Above: Gregory Pryor - Flowering (Mourning), 2009, oil on linen, 56 individual panels with total dimensions of 330 cm x 372.5 cm. Donated through the Australia Government’s Cultural Gifts Program by Jason and Robyn Ricketts.
The creation of “Flowering (Mourning)” was the result of a number of field trips Pryor undertook to Malpa country in the goldfields region of Western Australia. During one of the field trips Pryor encountered a single desert kurrajong (Brachychiton gregorii F. Muell.) in flower that stopped him in his tracks, as it stood out from its surroundings of low granite outcrops, straggly old acacias and the dry and brittle scattered undergrowth. It was lit by the early morning sun, making it glow even more dominantly from its surrounds, with the luxuriant green leaf-cover glistening and sparkling from the muted tones elsewhere. On approach, he noticed that the emu footprint-like leaves and the intense inflorescence had attracted swarms of bees and other insects, industriously extracting benefit from what looked like a complete ecosystem. This ‘newness’ and abundance of life was a marked contrast to the stillness and timelessness of the surrounding environment.

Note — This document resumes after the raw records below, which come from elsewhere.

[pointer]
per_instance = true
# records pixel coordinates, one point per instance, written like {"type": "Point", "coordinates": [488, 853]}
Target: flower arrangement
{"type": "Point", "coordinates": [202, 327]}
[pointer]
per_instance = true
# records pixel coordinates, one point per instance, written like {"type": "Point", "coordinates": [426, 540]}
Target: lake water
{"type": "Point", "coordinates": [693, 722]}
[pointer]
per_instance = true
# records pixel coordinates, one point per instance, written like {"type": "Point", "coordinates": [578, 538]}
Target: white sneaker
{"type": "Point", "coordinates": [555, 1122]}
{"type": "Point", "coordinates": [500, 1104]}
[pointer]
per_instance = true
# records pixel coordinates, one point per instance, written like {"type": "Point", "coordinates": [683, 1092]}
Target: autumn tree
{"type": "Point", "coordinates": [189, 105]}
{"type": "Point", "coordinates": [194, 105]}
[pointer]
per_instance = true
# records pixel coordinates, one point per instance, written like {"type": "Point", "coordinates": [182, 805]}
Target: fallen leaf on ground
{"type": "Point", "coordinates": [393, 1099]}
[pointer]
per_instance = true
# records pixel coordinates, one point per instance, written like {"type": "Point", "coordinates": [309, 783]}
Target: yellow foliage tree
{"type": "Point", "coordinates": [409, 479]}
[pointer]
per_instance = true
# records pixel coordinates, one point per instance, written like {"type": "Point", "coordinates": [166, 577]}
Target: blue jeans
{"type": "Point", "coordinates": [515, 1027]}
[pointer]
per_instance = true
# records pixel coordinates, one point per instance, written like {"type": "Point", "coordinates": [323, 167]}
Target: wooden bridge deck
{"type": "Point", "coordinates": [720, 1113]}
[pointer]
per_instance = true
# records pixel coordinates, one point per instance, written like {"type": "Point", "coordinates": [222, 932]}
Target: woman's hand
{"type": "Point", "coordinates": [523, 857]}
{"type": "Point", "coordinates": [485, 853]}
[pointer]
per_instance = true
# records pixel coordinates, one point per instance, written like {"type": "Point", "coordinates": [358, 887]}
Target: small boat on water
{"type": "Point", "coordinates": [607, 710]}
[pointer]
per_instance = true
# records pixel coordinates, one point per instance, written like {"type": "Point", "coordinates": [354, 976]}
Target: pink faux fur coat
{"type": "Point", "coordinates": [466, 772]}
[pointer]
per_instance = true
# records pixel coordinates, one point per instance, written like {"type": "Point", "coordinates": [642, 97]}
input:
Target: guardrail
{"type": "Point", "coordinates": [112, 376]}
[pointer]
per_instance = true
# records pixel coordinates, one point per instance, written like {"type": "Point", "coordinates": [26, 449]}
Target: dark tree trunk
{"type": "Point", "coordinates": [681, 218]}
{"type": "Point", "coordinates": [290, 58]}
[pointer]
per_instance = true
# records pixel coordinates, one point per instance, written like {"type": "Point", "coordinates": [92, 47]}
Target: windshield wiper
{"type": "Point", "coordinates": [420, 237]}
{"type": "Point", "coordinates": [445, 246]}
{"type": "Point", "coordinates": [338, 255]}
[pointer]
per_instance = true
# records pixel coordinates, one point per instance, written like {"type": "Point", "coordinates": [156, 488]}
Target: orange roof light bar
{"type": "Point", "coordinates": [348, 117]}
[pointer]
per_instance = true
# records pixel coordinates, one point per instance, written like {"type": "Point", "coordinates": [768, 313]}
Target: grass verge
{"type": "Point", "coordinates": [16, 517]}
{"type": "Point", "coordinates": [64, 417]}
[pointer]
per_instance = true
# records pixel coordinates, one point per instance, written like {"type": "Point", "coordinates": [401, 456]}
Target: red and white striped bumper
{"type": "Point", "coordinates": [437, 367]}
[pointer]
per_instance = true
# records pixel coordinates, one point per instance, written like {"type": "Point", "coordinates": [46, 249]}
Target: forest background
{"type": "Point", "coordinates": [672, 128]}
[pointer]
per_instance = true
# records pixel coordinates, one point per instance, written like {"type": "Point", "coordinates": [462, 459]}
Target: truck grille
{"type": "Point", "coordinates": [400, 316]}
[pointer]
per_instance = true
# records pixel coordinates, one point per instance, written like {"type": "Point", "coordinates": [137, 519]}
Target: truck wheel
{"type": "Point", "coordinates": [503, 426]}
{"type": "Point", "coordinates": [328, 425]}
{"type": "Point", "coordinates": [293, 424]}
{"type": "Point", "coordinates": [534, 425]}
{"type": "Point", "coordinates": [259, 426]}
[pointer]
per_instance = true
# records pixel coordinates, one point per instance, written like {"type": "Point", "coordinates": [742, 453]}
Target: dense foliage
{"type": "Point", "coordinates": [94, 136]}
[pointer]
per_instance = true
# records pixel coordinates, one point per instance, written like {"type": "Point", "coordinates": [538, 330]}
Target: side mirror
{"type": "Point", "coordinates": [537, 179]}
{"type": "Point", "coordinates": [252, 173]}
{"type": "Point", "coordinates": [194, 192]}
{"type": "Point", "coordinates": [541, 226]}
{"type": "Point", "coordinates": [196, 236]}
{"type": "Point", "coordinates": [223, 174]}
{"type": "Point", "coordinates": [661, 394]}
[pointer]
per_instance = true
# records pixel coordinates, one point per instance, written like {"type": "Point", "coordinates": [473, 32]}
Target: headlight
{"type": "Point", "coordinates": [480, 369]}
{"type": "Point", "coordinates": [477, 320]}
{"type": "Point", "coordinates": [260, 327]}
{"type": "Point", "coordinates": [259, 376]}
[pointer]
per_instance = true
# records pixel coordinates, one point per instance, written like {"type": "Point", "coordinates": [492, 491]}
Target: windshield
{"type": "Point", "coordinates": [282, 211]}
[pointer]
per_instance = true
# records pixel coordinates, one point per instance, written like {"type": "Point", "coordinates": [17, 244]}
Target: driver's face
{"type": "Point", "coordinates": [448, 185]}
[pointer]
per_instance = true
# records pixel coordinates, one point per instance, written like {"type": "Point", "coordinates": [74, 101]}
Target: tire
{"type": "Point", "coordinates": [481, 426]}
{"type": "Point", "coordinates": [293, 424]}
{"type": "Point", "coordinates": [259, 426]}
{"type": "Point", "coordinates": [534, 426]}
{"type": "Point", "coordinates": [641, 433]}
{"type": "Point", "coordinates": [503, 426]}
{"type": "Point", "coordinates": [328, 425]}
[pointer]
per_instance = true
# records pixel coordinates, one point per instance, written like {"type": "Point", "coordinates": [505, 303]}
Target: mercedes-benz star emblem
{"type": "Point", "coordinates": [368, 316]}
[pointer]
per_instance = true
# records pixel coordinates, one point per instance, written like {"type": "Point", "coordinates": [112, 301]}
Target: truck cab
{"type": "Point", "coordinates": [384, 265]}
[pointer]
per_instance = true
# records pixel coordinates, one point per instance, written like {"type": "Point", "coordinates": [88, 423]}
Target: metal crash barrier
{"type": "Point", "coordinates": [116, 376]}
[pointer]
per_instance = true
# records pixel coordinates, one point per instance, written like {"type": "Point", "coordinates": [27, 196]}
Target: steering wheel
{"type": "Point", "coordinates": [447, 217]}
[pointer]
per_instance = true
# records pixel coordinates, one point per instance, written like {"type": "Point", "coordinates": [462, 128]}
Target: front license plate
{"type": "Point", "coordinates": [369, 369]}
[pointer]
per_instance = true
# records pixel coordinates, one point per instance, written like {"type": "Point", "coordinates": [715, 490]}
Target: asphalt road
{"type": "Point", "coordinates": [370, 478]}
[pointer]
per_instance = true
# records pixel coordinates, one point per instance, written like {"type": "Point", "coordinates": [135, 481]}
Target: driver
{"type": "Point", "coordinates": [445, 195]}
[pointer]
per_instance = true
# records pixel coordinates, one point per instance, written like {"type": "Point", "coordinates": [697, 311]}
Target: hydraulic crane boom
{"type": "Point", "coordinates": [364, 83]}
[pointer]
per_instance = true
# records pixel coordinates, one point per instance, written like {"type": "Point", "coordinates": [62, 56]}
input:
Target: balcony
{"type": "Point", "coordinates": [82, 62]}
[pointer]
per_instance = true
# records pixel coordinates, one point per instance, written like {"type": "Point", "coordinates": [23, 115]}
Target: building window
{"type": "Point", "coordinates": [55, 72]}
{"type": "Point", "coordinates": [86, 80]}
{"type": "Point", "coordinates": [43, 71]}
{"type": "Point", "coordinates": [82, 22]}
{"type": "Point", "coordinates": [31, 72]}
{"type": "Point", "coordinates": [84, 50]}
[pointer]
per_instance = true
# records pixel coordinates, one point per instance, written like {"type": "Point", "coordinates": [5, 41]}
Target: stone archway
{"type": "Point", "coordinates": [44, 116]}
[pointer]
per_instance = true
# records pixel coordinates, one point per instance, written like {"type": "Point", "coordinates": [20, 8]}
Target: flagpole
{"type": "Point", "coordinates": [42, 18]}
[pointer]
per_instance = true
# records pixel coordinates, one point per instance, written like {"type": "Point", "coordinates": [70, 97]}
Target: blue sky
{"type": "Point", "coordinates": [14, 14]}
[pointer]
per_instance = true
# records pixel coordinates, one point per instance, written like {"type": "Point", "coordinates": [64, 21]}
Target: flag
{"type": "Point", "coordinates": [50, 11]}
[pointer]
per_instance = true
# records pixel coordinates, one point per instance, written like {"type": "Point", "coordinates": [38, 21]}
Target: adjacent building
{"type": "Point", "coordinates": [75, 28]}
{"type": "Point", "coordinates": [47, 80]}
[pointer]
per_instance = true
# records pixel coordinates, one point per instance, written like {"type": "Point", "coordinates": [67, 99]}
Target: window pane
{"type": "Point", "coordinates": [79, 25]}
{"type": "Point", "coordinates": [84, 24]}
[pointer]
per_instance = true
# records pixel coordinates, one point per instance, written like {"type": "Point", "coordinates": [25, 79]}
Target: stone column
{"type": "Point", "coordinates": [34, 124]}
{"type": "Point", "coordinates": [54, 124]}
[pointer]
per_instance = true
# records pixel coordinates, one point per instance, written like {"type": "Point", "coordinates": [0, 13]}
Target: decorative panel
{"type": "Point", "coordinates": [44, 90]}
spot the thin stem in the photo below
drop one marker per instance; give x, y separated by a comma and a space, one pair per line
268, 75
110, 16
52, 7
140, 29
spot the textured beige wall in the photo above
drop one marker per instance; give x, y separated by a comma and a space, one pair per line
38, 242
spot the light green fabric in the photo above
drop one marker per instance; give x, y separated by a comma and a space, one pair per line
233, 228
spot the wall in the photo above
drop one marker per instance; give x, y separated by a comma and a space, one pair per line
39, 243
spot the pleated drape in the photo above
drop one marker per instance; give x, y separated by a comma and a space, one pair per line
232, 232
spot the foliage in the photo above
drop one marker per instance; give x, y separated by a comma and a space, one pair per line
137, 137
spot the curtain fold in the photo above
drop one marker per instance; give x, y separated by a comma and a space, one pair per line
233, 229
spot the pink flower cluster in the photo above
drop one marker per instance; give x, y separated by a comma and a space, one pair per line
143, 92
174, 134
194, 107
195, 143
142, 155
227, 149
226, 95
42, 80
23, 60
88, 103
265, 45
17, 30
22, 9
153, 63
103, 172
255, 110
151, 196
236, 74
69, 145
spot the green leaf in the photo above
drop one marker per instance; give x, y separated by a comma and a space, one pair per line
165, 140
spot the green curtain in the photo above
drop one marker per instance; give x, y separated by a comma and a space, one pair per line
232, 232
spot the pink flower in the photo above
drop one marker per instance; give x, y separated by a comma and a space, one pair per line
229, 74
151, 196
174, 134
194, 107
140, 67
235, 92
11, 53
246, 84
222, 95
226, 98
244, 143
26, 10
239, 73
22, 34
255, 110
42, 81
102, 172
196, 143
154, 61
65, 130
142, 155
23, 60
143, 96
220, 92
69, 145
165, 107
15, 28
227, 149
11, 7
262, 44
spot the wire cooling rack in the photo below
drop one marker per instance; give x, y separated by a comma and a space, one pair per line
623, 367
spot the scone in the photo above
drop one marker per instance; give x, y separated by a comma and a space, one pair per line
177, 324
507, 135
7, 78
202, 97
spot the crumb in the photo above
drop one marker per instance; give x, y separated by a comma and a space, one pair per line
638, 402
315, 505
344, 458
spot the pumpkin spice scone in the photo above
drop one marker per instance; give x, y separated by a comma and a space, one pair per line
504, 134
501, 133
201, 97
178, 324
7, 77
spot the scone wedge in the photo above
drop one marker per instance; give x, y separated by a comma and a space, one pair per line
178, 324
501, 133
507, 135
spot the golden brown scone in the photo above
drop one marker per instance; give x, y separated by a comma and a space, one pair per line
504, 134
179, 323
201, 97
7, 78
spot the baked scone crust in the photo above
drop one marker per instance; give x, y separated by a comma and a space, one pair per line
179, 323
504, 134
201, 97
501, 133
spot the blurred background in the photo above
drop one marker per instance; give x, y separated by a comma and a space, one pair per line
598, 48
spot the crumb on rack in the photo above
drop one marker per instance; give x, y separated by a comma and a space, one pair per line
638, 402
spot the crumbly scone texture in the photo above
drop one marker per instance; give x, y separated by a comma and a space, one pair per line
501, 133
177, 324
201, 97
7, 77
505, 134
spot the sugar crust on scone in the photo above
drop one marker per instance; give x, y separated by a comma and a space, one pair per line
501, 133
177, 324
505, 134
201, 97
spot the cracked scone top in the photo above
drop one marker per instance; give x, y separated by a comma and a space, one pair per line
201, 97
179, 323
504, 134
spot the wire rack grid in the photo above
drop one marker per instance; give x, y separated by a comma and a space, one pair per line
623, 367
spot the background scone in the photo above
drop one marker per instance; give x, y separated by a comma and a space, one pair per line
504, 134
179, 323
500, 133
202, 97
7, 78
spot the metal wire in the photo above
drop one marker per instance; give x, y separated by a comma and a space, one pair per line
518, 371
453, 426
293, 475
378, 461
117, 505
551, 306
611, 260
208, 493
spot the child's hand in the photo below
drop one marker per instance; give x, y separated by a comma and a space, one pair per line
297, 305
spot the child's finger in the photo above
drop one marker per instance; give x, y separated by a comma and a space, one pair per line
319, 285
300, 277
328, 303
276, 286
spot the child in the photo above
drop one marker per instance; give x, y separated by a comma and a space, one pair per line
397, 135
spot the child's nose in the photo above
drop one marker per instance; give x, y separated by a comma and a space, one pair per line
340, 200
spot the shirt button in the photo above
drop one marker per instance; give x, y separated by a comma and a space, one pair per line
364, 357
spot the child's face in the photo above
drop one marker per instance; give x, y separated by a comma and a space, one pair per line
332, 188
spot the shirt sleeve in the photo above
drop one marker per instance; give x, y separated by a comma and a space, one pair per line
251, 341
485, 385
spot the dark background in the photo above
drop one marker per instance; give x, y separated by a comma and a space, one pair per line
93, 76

In so many ways, this tree looked alien, or somehow mysteriously and inexplicably transplanted to this site. Pryor later learned about its ubiquitous presence in vast areas of the Yilgarn craton, and how it had survived and adapted to the harsh climate. As a rare non-sclerophyll and deciduous tree in this landscape, it is an outlier, but for Pryor, its tidy straight trunk and uniform canopy was more reminiscent of the trees that proliferated in the western canon of landscape painting that had emerged from the more uniform forests of Europe.
We are deeply grateful to Kevan Goodall and Jason and Robyn Ricketts for donating these remarkable artworks through the Federal Government’s Cultural Gifts Program. With their scale, presence, and conceptual richness these paintings will be cornerstones of our Collection allowing future generations of students, researchers, and visitors to engage with the depth of these artists’ talent and vision. We look forward to celebrating the success of the “Gold Horizon” 50th Anniversary artwork donation campaign in an exhibition titled “Framing Tomorrow” that will be launched at Murdoch University Art Collection’s annual soirée held on Saturday 22nd November 2025.